Dong Yuncheng, Tang Ruichen, Cai Xinyu
School of Highway and Construction Engineering, Yunnan Communications Vocational and Technical College, Kunming 650500, China.
College of Electrical Engineering and Information, Northeast Agricultural University, Harbin 150030, China.
Biomimetics (Basel). 2024 Aug 17;9(8):500. doi: 10.3390/biomimetics9080500.
In order to further improve performance of the Slime Mould Algorithm, the Enhanced Multi-Strategy Slime Mould Algorithm (EMSMA) is proposed in this paper. There are three main modifications to SMA. Firstly, a leader covariance learning strategy is proposed to replace the anisotropic search operator in SMA to ensure that the agents can evolve in a better direction during the optimization process. Secondly, the best agent is further modified with an improved non-monopoly search mechanism to boost the algorithm's exploitation and exploration capabilities. Finally, a random differential restart mechanism is developed to assist SMA in escaping from local optimality and increasing population diversity when it is stalled. The impacts of three strategies are discussed, and the performance of EMSMA is evaluated on the CEC2017 suite and CEC2022 test suite. The numerical and statistical results show that EMSMA has excellent performance on both test suites and is superior to the SMA variants such as DTSMA, ISMA, AOSMA, LSMA, ESMA, and MSMA in terms of convergence accuracy, convergence speed, and stability.

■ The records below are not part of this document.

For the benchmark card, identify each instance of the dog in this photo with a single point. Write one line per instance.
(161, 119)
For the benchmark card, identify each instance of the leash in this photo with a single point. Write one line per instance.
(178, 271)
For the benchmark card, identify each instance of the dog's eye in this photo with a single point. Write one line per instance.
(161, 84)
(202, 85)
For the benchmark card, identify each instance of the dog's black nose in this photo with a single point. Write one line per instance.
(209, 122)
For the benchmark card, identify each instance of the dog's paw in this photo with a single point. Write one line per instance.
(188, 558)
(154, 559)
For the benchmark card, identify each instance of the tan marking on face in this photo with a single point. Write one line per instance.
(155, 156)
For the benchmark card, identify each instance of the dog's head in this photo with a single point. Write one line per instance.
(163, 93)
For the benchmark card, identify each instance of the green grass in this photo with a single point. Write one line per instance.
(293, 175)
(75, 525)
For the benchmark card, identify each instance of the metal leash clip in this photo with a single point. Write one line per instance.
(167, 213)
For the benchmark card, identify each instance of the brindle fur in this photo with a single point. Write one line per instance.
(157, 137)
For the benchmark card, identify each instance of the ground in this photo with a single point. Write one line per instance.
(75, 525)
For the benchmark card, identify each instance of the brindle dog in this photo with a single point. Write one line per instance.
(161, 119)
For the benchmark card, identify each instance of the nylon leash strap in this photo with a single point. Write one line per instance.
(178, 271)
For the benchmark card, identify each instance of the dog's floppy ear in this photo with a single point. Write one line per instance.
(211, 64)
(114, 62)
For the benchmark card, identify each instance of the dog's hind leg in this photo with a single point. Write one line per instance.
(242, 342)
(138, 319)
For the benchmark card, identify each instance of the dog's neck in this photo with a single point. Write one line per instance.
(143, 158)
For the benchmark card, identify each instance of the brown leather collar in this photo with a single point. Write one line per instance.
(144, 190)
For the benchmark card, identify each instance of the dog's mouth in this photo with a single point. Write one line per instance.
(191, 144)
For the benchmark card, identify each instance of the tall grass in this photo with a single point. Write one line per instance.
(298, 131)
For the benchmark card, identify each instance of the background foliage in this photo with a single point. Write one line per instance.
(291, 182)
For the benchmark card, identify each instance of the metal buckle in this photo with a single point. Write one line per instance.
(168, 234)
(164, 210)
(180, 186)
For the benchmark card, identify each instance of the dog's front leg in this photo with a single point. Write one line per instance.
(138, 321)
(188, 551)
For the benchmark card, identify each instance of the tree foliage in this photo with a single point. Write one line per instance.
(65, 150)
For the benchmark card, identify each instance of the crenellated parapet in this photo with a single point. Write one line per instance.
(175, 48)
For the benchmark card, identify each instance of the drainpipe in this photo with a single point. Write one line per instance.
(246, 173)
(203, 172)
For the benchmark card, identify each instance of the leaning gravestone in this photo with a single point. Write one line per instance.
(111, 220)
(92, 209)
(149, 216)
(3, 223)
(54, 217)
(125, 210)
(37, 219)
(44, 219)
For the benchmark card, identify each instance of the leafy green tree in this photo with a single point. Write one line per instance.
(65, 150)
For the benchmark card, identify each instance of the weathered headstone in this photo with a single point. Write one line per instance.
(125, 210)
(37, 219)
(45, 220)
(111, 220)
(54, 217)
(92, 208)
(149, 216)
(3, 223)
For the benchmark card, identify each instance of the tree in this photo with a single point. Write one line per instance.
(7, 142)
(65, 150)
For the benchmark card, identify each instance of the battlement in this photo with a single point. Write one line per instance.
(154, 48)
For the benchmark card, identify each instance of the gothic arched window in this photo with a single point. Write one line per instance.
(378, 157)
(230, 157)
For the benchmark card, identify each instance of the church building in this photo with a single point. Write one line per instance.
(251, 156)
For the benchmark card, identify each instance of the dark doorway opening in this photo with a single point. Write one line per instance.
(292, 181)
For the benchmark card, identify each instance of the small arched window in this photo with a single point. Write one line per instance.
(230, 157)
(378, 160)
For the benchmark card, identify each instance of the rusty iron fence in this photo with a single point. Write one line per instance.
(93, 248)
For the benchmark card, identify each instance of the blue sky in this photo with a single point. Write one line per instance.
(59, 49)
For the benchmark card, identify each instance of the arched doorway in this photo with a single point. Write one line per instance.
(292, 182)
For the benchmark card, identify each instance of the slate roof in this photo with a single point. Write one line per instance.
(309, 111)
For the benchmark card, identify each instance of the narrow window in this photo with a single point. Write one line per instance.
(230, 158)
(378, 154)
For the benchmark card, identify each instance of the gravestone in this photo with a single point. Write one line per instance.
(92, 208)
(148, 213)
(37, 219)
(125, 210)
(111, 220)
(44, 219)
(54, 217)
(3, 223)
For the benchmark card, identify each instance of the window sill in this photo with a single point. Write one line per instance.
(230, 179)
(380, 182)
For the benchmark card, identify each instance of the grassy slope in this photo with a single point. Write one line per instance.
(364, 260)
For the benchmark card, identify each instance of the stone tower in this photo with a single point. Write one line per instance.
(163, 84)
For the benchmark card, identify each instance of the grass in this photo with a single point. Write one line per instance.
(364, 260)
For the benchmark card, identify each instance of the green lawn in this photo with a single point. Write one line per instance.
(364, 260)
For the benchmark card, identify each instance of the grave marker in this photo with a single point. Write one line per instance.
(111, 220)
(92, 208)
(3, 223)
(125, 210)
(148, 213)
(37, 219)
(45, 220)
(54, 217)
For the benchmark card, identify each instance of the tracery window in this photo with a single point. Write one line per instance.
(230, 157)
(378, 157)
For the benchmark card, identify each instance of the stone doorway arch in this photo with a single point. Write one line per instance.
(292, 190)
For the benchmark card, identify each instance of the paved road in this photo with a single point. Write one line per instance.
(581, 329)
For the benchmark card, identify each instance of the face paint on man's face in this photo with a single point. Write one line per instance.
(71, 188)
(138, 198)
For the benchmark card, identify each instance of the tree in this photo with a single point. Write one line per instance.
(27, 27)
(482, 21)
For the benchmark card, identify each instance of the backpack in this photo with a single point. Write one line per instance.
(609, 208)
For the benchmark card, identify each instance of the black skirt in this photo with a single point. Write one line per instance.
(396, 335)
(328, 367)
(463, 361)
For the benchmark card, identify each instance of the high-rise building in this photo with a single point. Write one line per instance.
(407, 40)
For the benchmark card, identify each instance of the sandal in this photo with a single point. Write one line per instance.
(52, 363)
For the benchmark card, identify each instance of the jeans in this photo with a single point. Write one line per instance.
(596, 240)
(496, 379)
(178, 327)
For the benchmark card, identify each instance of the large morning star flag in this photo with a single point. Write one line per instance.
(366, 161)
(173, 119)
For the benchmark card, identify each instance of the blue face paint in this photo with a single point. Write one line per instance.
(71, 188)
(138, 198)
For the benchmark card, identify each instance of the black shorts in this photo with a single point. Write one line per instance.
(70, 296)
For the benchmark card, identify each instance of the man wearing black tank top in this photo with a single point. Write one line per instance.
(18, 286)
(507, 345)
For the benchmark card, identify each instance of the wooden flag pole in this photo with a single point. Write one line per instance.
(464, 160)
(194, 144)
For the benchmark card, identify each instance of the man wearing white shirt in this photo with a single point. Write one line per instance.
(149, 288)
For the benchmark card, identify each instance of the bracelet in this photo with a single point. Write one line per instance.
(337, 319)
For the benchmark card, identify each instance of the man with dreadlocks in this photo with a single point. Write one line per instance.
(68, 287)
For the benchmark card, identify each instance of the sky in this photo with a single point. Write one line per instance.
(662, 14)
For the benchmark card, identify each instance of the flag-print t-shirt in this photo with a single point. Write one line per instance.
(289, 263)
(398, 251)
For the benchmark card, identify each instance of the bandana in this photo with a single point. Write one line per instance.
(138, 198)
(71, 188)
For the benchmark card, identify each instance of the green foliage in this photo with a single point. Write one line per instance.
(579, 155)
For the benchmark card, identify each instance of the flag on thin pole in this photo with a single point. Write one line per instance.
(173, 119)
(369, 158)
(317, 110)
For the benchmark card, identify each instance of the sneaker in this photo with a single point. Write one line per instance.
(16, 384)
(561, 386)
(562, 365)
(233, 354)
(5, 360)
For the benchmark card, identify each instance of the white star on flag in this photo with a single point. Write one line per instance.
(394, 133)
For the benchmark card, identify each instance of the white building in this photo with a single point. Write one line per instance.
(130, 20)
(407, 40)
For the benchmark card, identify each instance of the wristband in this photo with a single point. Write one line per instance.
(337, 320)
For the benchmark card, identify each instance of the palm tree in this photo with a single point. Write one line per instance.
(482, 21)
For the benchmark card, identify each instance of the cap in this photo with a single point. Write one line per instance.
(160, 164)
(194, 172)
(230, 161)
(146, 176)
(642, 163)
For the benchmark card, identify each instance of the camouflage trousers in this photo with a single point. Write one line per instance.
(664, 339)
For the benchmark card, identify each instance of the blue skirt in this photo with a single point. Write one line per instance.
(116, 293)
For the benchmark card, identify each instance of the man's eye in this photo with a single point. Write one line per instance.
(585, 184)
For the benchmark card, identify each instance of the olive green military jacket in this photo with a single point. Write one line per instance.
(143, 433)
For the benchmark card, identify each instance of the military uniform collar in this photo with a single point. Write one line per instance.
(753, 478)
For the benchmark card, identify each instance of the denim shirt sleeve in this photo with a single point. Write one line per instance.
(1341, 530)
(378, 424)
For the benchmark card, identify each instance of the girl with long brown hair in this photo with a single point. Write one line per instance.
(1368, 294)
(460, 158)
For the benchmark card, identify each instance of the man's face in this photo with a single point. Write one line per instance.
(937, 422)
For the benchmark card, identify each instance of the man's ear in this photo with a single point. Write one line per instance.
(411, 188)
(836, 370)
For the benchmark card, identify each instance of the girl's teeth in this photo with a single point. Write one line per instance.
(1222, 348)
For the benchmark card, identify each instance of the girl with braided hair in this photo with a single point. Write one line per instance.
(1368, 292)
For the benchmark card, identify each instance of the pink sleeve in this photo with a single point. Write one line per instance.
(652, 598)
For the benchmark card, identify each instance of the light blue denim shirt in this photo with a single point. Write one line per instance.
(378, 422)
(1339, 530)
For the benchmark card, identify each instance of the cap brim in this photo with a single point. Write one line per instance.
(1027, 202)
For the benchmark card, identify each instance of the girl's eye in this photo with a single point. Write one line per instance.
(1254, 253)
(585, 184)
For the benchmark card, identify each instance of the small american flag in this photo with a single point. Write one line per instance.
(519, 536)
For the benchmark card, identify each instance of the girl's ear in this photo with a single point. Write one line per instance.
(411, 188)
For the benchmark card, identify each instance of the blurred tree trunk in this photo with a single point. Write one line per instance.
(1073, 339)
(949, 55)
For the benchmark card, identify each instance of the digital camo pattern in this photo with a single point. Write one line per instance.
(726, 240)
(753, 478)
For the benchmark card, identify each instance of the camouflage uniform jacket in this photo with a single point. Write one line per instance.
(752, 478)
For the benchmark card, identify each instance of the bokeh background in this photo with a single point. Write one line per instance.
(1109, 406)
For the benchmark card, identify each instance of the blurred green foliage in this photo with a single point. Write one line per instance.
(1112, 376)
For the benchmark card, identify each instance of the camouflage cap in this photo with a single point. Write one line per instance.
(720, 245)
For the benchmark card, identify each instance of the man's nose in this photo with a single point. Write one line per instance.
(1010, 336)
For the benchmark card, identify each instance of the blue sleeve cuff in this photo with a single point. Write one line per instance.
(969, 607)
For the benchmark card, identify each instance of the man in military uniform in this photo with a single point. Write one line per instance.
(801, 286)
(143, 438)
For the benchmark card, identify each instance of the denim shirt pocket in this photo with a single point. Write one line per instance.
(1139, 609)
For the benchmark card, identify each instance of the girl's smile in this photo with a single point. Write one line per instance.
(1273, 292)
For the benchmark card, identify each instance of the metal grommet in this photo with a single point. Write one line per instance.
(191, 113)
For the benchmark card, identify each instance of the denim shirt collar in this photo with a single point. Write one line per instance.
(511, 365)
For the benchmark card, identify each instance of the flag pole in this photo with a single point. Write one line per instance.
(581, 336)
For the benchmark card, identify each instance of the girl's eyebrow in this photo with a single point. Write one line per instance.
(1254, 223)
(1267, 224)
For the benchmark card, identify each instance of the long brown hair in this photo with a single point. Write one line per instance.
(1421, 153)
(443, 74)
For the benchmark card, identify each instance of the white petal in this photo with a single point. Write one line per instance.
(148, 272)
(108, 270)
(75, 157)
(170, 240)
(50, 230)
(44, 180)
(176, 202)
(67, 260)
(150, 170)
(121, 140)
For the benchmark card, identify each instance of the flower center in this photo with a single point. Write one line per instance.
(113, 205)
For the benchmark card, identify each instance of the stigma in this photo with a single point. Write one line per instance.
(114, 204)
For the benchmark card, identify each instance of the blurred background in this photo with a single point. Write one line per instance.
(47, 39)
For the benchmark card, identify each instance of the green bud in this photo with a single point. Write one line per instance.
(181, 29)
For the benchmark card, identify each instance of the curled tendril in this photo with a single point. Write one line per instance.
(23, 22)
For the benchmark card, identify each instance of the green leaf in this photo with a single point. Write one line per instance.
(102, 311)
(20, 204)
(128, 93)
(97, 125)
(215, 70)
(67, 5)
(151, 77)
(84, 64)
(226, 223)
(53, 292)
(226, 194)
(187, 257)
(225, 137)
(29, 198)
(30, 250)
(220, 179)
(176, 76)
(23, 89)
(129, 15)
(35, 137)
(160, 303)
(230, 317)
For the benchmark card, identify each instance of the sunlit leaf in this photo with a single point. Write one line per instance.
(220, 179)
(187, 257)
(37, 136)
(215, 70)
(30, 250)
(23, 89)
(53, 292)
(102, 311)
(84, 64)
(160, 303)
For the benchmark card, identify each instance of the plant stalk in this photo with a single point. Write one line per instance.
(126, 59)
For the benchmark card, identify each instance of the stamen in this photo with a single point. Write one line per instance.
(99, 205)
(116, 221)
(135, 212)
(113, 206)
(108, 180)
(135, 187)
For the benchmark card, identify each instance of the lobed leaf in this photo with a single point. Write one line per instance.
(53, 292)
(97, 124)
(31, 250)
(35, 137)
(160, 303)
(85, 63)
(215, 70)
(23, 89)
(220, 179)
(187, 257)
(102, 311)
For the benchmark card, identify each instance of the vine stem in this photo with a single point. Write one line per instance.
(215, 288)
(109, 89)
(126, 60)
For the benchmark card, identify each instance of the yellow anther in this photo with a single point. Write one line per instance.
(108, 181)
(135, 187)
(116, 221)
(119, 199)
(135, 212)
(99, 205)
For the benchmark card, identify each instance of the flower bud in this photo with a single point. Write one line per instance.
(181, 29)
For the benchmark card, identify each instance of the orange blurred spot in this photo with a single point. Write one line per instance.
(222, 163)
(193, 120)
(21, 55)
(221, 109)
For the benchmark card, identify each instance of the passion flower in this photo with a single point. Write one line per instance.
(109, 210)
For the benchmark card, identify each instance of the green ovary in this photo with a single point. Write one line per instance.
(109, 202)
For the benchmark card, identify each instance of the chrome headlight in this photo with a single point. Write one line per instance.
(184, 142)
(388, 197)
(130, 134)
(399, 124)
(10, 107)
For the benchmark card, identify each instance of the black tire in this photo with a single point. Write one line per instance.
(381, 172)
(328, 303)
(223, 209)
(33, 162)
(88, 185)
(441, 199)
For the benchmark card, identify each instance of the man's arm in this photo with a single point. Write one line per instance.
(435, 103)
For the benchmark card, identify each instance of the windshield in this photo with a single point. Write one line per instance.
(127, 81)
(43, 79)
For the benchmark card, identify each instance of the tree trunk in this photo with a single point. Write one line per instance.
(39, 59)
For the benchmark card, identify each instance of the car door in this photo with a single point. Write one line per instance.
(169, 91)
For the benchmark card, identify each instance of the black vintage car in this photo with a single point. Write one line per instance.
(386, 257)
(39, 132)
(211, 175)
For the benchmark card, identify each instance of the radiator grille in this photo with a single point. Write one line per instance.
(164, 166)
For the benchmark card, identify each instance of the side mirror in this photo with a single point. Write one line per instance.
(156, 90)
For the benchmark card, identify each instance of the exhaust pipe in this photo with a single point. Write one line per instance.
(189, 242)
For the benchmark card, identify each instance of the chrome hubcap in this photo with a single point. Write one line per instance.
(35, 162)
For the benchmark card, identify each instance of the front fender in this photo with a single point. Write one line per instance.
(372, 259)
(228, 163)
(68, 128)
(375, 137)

为了进一步提高黏菌算法的性能,本文提出了增强型多策略黏菌算法(EMSMA)。对黏菌算法主要进行了三处修改。首先,提出了一种领导者协方差学习策略来取代黏菌算法中的各向异性搜索算子,以确保智能体在优化过程中能够朝着更好的方向进化。其次,采用改进的非垄断搜索机制对最优智能体进行进一步改进,以提升算法的开发和探索能力。最后,开发了一种随机差分重启机制,以帮助黏菌算法在陷入停滞时逃离局部最优并增加种群多样性。讨论了这三种策略的影响,并在CEC2017套件和CEC2022测试套件上评估了EMSMA的性能。数值和统计结果表明,EMSMA在两个测试套件上均具有优异的性能,在收敛精度、收敛速度和稳定性方面优于DTSMA、ISMA、AOSMA、LSMA、ESMA和MSMA等黏菌算法变体。